Haiti gang makes demands in test of power with government
SAN JUAN, Puerto Rico — A standoff between a powerful gang federation and Haiti’s government is testing how much power both sides wield and threatens to further derail a paralyzed country where millions of people are struggling to find fuel and water.
A former police officer who leads a gang alliance known as G9 and Family has proposed his own plan for Haiti’s future — even seeking seats in the Cabinet — while demanding that the administration of Prime Minister Ariel Henry grant amnesty and void arrest warrants against the group’s members, a demand that so far has gone unanswered.
In mid-September, the gang surrounded a key fuel terminal to demand Henry’s resignation and to protest a spike in petroleum prices after the prime minister announced that his administration could no longer afford to subsidize fuel.
That move, coupled with thousands of protesters who have blocked streets in the capital of Port-au-Prince and other major cities, has caused major shortages, forcing hospitals to cut back on services, gas stations to close and banks and grocery stores to restrict hours.
In a recent video posted on Facebook, G9 and Family leader Jimmy Cherizier, who goes by the nickname Barbecue, read a proposed plan to stabilize Haiti that includes the creation of a “Council of Sages” with one representative from each of Haiti’s 10 departments.
The gang also is demanding positions in Henry’s Cabinet, according to the director of Haiti’s National Disarmament, Dismantling and Reintegration Commission, speaking to radio station Magik 9 on Thursday.
“It’s a symptom of their power, but also a symptom that they may fear what is coming,” Robert Fatton, a Haitian politics expert at the University of Virginia, said of the gang’s demands.
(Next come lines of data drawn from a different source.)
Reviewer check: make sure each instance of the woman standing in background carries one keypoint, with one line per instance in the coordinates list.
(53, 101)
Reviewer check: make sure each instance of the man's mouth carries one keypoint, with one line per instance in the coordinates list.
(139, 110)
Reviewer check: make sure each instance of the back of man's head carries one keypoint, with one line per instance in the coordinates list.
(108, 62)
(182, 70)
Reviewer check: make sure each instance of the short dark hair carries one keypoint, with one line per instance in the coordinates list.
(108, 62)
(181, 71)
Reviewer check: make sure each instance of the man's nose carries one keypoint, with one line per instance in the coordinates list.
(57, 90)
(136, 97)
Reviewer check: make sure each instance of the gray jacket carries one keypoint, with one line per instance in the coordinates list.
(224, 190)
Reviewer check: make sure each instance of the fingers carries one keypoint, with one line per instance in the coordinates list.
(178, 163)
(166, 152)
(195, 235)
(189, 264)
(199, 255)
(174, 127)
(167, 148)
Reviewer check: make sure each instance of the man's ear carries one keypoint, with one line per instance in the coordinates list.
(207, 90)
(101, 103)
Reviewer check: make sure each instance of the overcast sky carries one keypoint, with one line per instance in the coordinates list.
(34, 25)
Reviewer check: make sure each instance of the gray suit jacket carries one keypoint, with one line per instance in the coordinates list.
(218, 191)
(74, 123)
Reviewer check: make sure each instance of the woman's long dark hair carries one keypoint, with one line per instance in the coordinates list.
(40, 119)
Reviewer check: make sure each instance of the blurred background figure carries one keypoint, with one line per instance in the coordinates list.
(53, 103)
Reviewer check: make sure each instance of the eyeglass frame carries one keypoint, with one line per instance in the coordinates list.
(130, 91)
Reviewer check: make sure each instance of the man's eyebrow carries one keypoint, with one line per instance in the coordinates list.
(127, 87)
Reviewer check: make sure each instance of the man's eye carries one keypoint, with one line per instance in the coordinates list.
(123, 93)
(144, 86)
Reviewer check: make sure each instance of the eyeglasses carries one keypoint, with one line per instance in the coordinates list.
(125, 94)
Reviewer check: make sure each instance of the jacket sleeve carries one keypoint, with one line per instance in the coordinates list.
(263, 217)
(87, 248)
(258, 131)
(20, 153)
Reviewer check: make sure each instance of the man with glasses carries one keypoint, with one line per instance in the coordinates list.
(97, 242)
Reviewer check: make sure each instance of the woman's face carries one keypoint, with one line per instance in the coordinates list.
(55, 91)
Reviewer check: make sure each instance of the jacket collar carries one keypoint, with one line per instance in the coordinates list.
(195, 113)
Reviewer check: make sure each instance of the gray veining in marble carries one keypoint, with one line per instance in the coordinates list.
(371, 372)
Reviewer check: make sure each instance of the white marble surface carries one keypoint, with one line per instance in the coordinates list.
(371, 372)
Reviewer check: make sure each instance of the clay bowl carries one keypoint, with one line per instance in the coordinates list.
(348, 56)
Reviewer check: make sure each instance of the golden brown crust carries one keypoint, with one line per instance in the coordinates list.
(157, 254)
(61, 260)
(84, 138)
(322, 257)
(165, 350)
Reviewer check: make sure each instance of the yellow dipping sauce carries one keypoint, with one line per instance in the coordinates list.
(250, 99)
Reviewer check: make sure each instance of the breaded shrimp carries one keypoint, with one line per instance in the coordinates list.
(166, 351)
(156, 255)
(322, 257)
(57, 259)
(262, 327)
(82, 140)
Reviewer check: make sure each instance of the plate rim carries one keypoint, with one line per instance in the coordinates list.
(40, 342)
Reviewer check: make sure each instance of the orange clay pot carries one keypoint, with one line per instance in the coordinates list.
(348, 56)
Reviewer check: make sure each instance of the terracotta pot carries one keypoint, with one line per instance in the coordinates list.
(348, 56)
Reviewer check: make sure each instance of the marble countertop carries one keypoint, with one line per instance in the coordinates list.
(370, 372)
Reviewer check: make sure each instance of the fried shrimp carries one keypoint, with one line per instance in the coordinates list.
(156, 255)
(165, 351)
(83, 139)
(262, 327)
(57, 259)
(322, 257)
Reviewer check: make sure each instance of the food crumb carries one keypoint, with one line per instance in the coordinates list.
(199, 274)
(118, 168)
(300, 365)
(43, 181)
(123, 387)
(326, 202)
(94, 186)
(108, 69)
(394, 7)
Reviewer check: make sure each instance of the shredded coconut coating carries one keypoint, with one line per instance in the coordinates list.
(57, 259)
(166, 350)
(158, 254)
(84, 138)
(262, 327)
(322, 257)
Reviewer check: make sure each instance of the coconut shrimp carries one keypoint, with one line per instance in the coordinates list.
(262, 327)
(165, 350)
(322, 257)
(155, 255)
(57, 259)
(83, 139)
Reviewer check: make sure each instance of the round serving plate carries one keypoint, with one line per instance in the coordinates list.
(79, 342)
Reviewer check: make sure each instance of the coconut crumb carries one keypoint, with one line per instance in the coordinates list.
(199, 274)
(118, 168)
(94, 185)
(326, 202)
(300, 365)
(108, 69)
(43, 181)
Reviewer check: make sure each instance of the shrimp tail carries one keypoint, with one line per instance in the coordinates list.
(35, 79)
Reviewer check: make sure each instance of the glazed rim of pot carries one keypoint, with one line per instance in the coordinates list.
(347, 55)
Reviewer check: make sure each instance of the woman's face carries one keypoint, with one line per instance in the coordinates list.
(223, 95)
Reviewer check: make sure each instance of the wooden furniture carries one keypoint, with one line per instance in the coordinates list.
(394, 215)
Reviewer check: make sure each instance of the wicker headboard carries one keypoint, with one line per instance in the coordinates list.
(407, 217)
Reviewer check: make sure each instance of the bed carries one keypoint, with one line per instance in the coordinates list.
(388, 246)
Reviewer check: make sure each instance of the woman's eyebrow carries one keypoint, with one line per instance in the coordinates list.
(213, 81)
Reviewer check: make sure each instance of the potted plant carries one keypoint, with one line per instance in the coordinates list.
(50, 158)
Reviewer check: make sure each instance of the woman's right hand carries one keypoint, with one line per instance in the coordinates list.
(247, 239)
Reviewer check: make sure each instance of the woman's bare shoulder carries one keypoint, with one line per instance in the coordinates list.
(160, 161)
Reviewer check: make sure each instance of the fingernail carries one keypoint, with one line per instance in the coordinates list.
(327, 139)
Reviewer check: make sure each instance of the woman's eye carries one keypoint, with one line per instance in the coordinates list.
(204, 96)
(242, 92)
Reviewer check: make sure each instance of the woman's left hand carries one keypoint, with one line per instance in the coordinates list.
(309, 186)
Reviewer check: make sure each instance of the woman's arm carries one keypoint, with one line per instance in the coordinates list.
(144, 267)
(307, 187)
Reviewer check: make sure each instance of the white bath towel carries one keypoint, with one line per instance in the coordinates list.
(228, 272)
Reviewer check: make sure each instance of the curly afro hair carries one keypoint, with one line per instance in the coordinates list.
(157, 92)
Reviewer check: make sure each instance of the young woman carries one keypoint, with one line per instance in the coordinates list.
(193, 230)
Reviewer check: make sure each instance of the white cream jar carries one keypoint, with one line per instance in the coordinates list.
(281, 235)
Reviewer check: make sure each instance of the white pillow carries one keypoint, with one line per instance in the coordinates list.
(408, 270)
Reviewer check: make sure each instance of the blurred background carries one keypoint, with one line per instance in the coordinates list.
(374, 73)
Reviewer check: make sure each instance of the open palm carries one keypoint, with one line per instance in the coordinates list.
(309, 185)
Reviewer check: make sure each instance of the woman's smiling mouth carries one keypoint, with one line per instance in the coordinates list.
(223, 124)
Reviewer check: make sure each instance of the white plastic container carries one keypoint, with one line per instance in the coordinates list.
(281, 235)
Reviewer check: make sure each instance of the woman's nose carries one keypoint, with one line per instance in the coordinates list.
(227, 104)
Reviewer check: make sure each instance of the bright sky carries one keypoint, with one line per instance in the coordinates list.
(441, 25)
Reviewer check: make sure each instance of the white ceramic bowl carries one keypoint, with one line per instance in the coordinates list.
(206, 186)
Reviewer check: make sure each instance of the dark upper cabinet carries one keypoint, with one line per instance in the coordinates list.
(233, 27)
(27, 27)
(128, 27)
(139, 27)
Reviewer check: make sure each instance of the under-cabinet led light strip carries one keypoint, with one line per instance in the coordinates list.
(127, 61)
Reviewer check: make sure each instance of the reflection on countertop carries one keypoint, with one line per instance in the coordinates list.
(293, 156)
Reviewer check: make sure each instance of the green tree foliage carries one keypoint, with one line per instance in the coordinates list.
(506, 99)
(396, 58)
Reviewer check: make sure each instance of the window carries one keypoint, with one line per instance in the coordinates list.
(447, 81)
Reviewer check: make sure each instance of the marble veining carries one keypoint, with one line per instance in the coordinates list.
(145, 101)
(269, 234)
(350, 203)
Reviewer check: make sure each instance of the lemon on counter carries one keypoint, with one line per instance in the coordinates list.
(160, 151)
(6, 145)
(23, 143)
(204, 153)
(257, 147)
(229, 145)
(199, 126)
Henry and 18 members of his Cabinet appealed nearly a week ago for the deployment of foreign troops to quell violence and end the fuel blockade, a proposal that has yet to be formally discussed by the United Nations Security Council, which meets Monday.
The gang, which has overpowered an understaffed and under-resourced police department, is likely wary of the potential deployment of specialized armed troops, Fatton said.
“They are trying to get the best deal they can get while to some extent they have the upper hand,” he said.
Gang demands are nothing new in Haiti, and they have grown more powerful since the July 2021 assassination of President Jovenel Moïse.
But such threats were quickly quelled in the past with the help of U.N. peacekeeping forces, Fatton said.
In the aftermath of a rebellion that ousted former Haitian President Jean-Bertrand Aristide, then-President Réné Préval ordered gangs to lay down their weapons. He did it peacefully at first, but upon receiving no results, he threatened them.
“They were told, ‘You either disarm, or you’re going to be dead,’” Fatton said. “Some gangs accepted the solution, and others were destroyed.”
He said special forces used drones and invaded slums, which gangs have long controlled.
But gangs have played major political roles before: The leader of one gang helped launch the revolt that removed Aristide, who refused to resign before the end of his term in 2006. That leader, Butteur Metayer, had been an Aristide supporter, but turned against him after his brother, also a gang leader, was killed in 2003.
Fatton said that while the demand to give Cherizier’s gang federation Cabinet positions is “a crazy proposition,” he added that an amnesty involving giving up weapons might be a solution.
“The government saves face, the gangs say, ‘We’ve achieved what we’ve wanted,’ and there’s a compromise,” he said.
But the demand to void arrest warrants would likely be rejected by the government, which has long sought to arrest Cherizier on charges including orchestrating one of the country’s worse massacres, in which dozens of men, women and children were slain.
Haitian officials have warned the international community that the situation is dire, noting that a recent cholera outbreak could also worsen due to the limited availability of water and other basic supplies.
On Friday, UNICEF warned that nearly 100,000 children younger than 5 are already suffering from severe acute malnutrition and are vulnerable to cholera: “The crisis in Haiti is increasingly a children’s crisis.”
It is also becoming a crisis for women. The United Nations Population Fund said Friday that 30,000 pregnant women are at risk because roughly three-fourths of Haiti’s hospitals are unable to provide services due to a lack of fuel.